LOGAN WHIRLED AT THE sound of shattering glass, and when he saw a woman’s delicate form plummeting from the window, his heart stopped.
He lurched forward, all of his instincts forgotten. It was too dark. All he could see was the tangle of hair on the ground. A broken body. Blood.
No!
A knife shoved into his back.
“Don’t worry,” a voice whispered in his ear, “I’ll make sure the pretty lady joins you in hell.”
Not Juliana.
Through the moonlight, he could just see the woman’s face. Not Juliana. Susan.

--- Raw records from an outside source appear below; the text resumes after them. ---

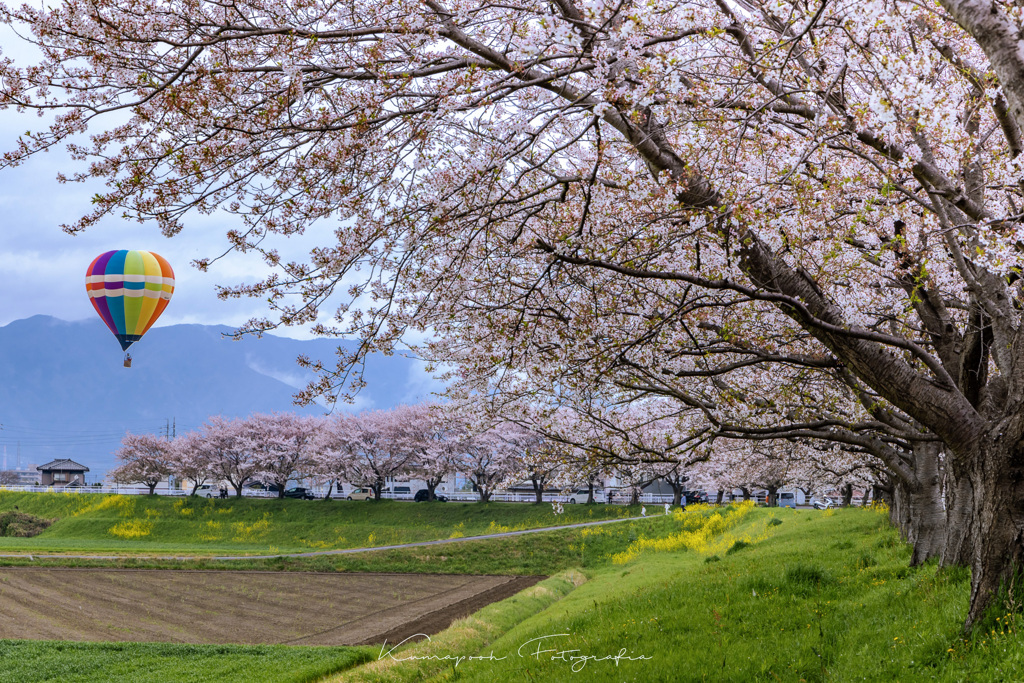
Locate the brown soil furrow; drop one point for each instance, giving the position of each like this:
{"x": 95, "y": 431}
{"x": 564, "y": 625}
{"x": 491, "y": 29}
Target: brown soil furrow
{"x": 247, "y": 607}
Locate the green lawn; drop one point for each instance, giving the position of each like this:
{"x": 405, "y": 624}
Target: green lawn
{"x": 32, "y": 662}
{"x": 773, "y": 595}
{"x": 144, "y": 524}
{"x": 817, "y": 597}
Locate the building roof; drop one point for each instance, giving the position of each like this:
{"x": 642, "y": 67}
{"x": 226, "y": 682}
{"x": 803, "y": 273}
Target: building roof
{"x": 64, "y": 465}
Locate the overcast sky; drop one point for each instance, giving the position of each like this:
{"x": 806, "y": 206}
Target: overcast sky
{"x": 42, "y": 268}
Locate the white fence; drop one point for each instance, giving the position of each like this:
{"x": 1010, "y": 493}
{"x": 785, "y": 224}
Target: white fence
{"x": 128, "y": 491}
{"x": 621, "y": 498}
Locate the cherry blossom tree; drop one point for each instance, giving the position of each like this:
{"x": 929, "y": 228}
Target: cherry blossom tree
{"x": 190, "y": 460}
{"x": 437, "y": 437}
{"x": 230, "y": 459}
{"x": 144, "y": 459}
{"x": 282, "y": 446}
{"x": 337, "y": 451}
{"x": 382, "y": 446}
{"x": 488, "y": 459}
{"x": 598, "y": 193}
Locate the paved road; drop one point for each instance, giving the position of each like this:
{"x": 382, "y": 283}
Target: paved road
{"x": 316, "y": 553}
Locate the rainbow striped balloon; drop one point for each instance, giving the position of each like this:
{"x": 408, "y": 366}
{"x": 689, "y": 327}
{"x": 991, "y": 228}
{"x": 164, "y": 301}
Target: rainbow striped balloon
{"x": 129, "y": 290}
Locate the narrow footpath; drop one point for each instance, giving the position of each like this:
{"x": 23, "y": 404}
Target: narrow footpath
{"x": 328, "y": 552}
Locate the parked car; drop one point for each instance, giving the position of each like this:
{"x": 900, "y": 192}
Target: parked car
{"x": 423, "y": 495}
{"x": 363, "y": 494}
{"x": 399, "y": 492}
{"x": 211, "y": 491}
{"x": 694, "y": 497}
{"x": 299, "y": 492}
{"x": 583, "y": 495}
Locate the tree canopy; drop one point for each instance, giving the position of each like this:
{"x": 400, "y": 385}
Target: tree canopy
{"x": 793, "y": 219}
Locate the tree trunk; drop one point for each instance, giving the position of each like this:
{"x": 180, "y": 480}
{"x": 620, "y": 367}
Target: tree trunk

He spun around and grabbed the man behind him by the throat. “You’re not...touching her.”
This time, the man drove a knife into Logan’s chest.
Logan attacked. He shattered the man’s wrist, pounded with his fists, went for the man’s throat. His prey was near death when...
Another man appeared and drove a needle into Logan’s neck. Logan roared and tossed him back. The second attacker fell, his body crumpling into a heap.
But it was too late.
Logan’s body began to shake. His vision blurred. He tried to swing out at the man charging him, but Logan’s body slumped to the ground. He wanted to shout a warning, to Jasper, to Gunner, to Juliana, but he couldn’t speak.
Shadows closed in on him, faces he couldn’t see. Then a blade pressed over his throat.
* * *
“YOU’RE GOING TO BE all right,” Juliana said as she pressed towels against Gunner’s wounds. “I’m getting you help, okay?” She’d tried to call an ambulance, but the telephone upstairs had been dead. With the firefight going on out there...where was the backup?
More cops had to be coming. Cops and EMTs. They’d fix Gunner. They had to.
He caught her hand. His fingers were bloody, and they slipped over her skin. “Hide.”
She shook her head. “I’m not leaving you.”
“No more...gunfire.”
He was right. But there’d been a lull in the gunfire before. She wasn’t about to think it was safe just to have bullets start blasting again.
“Stay...down.”
Now he sounded just like Logan. She tried to smile for him. Hard, when she was sure the man was bleeding out right in front of her eyes.
“I’m going to my room and getting my cell phone.” She’d call for help. She wasn’t letting him die while she did nothing. So those attacking might have cut the lines that connected the house phones, but they wouldn’t be able to stop her from using her cell. “Everything’s going to be okay.” Juliana hoped she sounded more reassuring than she felt.
Gunner’s dark, tired gaze called the words a lie, but he didn’t speak. Maybe he couldn’t speak any longer.
Juliana lurched to her feet. She took a staggering step forward and—saw a faint glint from the corner of her eye.
She spun back around, her gaze flying to the painting. Susan had slashed it over and over, and there, hanging out from the bottom of the canvas, Juliana could just see the faint edge of...
A flash drive.
He said he gave you the evidence.
She grabbed the drive with her bloodstained fingers. People were dying outside because of this tiny thing. She shoved the drive into her pocket and rushed for the door.